The filled positions include 25 frontline police positions in Alberta rural communities; 18 centralized police officer positions to provide support and specialized services to all rural Alberta RCMP detachments; and three civilian support positions to provide administrative and program support across the RCMP provincial jurisdiction.
To determine allocation of new resources, an analysis of workload was undertaken at each detachment location.
This analysis included factors such as travel time, call volume, the type of crimes occurring in the area, amount of time required for investigations, size of detachment, and time available for proactive policing, which includes strategic patrols, community engagement, visiting schools, and attending community events.

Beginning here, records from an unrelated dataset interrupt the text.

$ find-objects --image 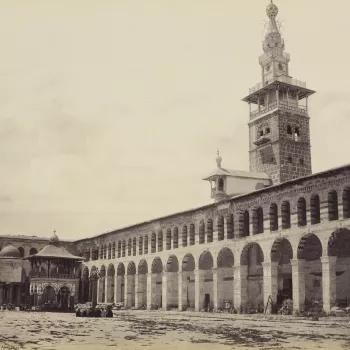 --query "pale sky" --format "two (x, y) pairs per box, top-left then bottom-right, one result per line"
(0, 0), (349, 240)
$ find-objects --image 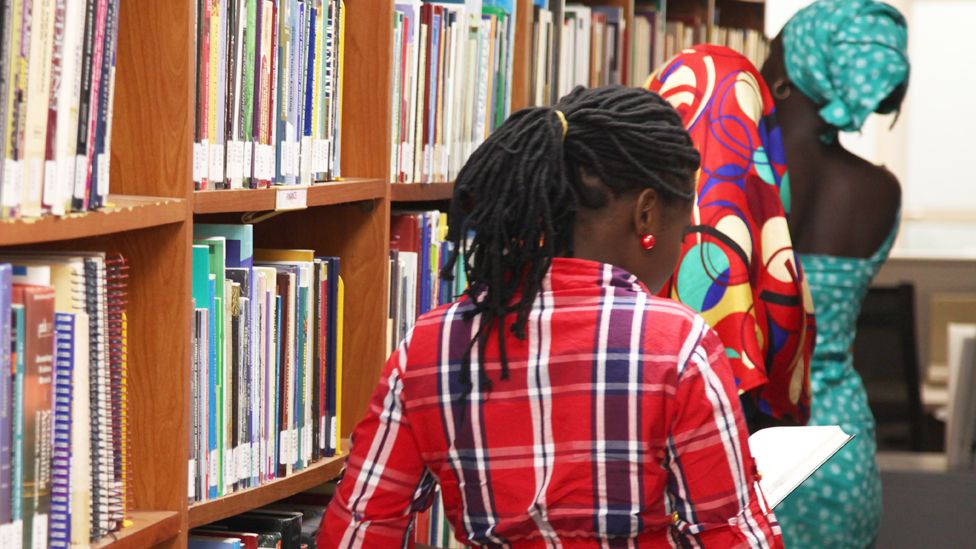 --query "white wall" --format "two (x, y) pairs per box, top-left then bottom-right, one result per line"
(765, 0), (976, 256)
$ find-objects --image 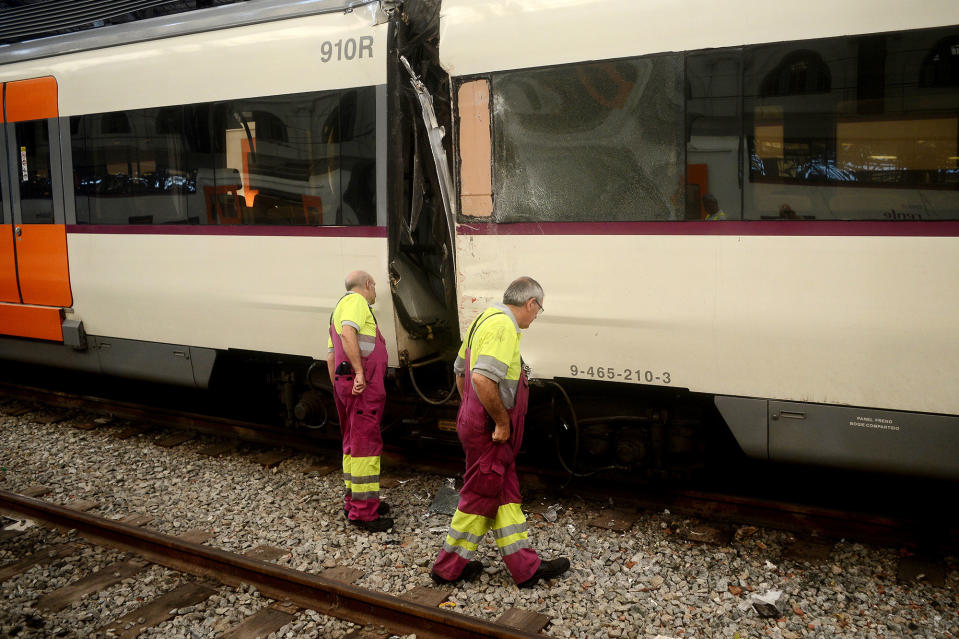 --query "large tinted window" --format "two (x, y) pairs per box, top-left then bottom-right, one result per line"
(744, 29), (959, 220)
(483, 26), (959, 223)
(72, 87), (377, 225)
(491, 55), (684, 222)
(686, 49), (743, 220)
(211, 88), (377, 226)
(73, 107), (204, 224)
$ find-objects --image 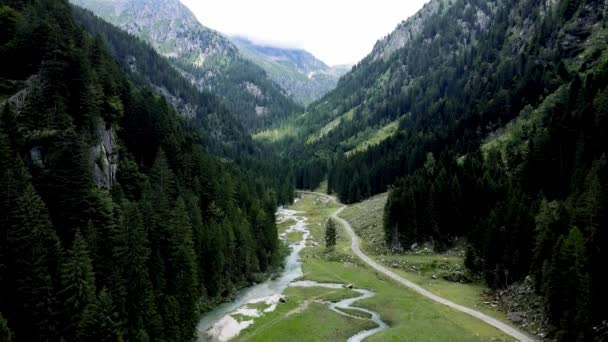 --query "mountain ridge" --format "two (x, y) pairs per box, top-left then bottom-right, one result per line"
(230, 36), (350, 105)
(71, 0), (302, 131)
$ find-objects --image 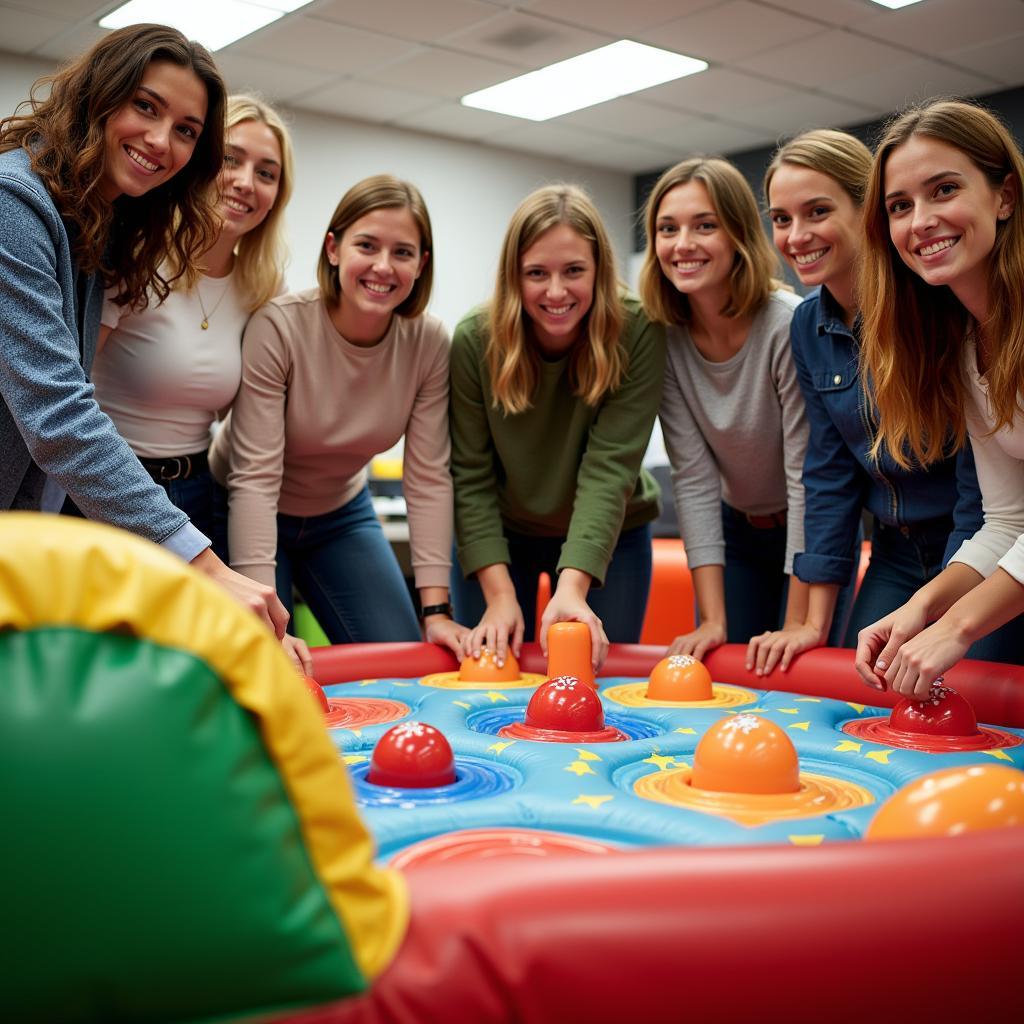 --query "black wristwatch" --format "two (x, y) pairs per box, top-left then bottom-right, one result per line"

“Rural Albertans asked for action against rising crime, and our government responded with Alberta’s largest single investment in policing since the RCMP’s March West. Putting more boots on the ground in rural Alberta will help protect residents and ensure they feel safe in their communities,” said Doug Schweitzer, minister of Justice and Solicitor General.
The following detachments have received new frontline police positions:
– Western Alberta District: five positions – Beaverlodge, Edson, Evansburg, Mayerthorpe and Valleyview.
– Southern Alberta District: five positions – Airdrie (two positions), Cochrane, Okotoks and Strathmore
– Central Alberta District: 10 positions – Camrose, Blackfalds, Leduc, Morinville, Parkland, Rocky Mountain House (two positions), Stettler, Strathcona and Thorsby.
– Eastern Alberta District: five positions – Athabasca, Bonnyville, Cold Lake, Elk Point and St. Paul.
“AUMA members expect and need to see more front-line police resources. We appreciate that it takes time to fill and train these new resources, and we expect there will be net new resources coming soon. We are happy to be on the path, but there is still a lot of work to be done. We continue to advocate that because municipalities pay for policing, we must have input into the delivery of police service in communities.”
– Barry Morishita, President, Alberta Urban Municipalities Association
“Policing and public safety resourcing levels continue to be an issue for rural communities across Alberta. It is encouraging to see the RCMP partially investing the increased police cost contributions from rural municipalities into frontline resources in rural Alberta. RMA looks forward to working with the RCMP and Government of Alberta to identify how rural municipalities can have greater input into determining where increased rural policing resources are distributed throughout the province, which will hopefully lead to improved rural service levels.”
– Al Kemmere, President, Rural Municipalities of Alberta
“The RCMP is committed to working in partnership with our communities to ensure Albertans feel safe, in their homes, in their backyards, and in their farmyards. The new funding will allow us to directly and indirectly support frontline policing by adding new police officers and support positions in our detachments, ultimately benefiting the communities we serve across Alberta,” added Deputy Commissioner Curtis Zablocki, commanding officer, Alberta RCMP.
“This new funding is an unprecedented financial commitment to policing in response to the concerns expressed by rural Alberta communities. The Alberta RCMP is committed to continuing our efforts to provide Albertans with the high quality, modern provincial police service that they expect and deserve.”